Non è da trascurare  neanche la forte coloritura sociale che si legge soprattutto nei primissimi capitoli del romanzo, nei quali si accenna con poche ma efficaci parole alla povertà dei contadini di un Kansas fatto di erba grigia, di terra spaccata dal sole e di distese a perdita d’occhio percorse da devastanti uragani. Al al di là delle svariate e possibili interpretazioni, ciò che rimane centrale è il viaggio compiuto da Dorothy. Un viaggio che mostra la strada verso la scoperta della propria identità e mette a nudo l’inadeguatezza degli adulti nell’aiutare i piccoli a diventare grandi costringendoli a prendere coscienza della debolezza dei grandi e a prendere in mano il proprio destino: si cresce facendo esperienza.

Dorothy rappresenta il bisogno di fuga proprio di ogni uomo.

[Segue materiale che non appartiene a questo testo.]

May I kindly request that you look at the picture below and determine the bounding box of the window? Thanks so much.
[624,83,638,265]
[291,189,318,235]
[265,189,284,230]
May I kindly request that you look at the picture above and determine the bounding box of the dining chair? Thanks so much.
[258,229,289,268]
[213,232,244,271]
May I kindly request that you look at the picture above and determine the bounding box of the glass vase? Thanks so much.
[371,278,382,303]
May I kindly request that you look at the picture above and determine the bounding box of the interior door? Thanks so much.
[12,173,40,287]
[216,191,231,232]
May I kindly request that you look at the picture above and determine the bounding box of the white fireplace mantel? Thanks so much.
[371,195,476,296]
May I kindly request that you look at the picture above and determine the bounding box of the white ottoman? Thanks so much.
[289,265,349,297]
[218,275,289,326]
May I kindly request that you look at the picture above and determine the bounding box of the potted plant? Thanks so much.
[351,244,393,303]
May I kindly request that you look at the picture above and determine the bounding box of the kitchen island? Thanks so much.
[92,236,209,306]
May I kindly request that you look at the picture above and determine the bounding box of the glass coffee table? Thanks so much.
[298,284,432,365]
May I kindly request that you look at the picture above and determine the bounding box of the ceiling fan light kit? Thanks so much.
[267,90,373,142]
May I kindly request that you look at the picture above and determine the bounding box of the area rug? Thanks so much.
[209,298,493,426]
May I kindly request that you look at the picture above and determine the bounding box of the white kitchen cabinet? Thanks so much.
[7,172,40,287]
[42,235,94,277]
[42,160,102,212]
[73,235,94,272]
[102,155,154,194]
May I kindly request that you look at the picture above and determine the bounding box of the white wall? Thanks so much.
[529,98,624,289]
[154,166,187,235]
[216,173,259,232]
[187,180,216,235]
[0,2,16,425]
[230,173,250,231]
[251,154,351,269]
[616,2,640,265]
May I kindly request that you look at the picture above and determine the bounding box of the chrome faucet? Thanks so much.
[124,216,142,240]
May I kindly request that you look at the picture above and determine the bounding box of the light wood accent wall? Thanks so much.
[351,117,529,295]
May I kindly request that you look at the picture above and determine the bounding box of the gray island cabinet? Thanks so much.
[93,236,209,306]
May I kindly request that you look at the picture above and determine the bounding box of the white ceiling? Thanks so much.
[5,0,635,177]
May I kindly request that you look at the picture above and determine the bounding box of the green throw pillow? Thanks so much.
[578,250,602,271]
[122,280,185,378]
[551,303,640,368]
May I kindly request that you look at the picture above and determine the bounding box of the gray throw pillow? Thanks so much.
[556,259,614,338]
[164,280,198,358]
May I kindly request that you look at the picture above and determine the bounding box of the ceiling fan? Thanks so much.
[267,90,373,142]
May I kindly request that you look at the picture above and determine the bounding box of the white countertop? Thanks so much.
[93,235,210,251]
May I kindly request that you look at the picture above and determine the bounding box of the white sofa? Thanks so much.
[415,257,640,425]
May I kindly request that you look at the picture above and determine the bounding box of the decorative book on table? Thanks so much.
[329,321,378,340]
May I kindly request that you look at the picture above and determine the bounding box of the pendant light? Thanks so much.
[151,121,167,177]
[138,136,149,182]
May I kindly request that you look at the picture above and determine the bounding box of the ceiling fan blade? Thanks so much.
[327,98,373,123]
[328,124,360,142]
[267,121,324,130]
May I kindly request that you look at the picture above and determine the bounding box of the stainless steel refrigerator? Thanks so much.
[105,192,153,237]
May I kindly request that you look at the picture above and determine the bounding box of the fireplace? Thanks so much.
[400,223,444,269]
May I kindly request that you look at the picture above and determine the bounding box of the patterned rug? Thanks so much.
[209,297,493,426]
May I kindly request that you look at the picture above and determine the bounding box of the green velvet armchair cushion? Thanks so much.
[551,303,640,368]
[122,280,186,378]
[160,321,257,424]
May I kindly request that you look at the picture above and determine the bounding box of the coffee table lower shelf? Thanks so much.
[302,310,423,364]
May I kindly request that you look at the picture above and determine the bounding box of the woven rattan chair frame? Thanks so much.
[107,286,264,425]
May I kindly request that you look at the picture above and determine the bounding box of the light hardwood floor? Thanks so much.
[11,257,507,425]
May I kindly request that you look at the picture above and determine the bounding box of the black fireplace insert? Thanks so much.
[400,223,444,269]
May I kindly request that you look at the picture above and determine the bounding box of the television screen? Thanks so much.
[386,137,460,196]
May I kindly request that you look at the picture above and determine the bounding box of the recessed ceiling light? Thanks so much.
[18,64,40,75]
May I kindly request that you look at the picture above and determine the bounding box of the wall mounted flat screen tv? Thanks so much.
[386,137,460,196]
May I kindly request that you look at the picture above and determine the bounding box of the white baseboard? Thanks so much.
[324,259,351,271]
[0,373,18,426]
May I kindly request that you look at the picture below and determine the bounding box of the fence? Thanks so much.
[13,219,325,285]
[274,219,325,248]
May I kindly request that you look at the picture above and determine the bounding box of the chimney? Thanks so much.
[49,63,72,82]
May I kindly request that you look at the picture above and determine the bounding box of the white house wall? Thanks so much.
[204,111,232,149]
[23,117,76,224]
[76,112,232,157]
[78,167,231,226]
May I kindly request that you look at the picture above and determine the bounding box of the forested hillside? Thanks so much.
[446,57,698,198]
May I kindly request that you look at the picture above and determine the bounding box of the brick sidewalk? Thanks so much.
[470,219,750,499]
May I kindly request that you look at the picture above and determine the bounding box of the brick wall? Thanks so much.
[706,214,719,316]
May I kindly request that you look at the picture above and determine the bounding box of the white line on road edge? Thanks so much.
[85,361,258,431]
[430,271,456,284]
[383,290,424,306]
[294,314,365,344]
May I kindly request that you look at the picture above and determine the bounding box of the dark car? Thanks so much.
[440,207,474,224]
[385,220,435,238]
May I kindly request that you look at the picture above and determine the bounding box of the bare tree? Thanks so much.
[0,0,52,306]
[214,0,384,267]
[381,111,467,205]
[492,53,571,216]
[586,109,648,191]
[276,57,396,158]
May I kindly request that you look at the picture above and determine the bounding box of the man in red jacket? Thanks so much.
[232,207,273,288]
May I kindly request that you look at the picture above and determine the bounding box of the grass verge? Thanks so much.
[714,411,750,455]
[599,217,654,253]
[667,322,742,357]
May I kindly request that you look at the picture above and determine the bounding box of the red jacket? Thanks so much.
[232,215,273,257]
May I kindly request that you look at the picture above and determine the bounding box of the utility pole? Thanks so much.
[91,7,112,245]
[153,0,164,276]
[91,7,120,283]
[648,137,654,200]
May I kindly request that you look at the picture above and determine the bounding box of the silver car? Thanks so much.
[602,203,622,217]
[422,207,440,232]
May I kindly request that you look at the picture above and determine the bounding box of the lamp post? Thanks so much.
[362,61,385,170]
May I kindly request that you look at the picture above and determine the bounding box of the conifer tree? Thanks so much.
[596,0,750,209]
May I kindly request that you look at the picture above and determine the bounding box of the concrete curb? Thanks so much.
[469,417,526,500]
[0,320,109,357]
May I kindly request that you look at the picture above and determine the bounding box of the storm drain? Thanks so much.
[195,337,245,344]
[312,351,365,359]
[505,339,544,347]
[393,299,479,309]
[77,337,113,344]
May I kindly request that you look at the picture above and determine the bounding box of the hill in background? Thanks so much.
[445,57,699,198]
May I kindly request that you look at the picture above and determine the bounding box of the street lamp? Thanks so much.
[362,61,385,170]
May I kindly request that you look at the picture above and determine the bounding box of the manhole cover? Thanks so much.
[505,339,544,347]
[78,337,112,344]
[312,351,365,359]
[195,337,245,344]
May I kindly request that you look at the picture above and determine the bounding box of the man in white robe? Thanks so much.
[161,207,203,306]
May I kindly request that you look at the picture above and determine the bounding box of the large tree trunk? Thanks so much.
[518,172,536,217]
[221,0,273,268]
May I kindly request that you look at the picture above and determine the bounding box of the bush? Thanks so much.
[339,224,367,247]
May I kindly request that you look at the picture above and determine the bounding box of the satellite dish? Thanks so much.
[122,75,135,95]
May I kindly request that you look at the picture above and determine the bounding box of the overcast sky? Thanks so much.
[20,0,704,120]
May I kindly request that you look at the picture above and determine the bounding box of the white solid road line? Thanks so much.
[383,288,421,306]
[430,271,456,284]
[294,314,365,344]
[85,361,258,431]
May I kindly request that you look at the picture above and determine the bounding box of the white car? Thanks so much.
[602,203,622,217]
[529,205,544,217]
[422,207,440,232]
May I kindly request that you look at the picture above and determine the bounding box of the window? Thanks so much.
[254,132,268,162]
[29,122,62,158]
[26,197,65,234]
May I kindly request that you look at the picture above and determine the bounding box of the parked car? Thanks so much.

La vicenda di Dorothy spinge ognuno di noi a cercare un proprio spazio nel mondo, a trovare le forze per farlo proprio dentro noi stessi (le scarpette d’argento sono gli strumenti che Dorothy ha sempre posseduto, necessari per tornare a casa). Ci dice che c’è un diverso ordine dell’esistenza, che si può varcare il grigiore del proprio orizzonte vitale.

Dorothy, con la sua genuinità e semplicità, racconta anche l’irresistibile ascesa del potere femminile e aiuta a smascherare l’illusorietà del potere maschile. Dorothy afferma i colori positivi della vita contrapponendoli al linguaggio della violenza e della morte. Il viaggio di Dorothy si chiude con un atto di obbedienza agli ordini della fata Glinda, il definitivo ritorno all’ordine e all’accettazione dell’esistente. Dorothy indossa le scarpette per tornare a casa e pronuncia la fatidica frase:“sono così felice di essere di nuovo a casa”. Ma non lasciamoci ingannare, non è questo il lieto fine del racconto. Quando Dorothy ritorna nel Kansas, sorride alla zia Em e allo zio Henry ed è felice. Quel mondo però è privo di colori, è chiuso e soffocante. Lo ama certo, ma sa che esiste dell’altro. Non può più mettere fissa dimora lì. La sua vera casa è altrove. Oz tutto sommato non è lontano e si può anche decidere di prendere una doppia cittadinanza continuando a viaggiare per tutta la vita, nel senso di cambiare, crescere. Non c’è bisogno di bagaglio, basta tenere sempre le scarpette d’argento a portata di mano.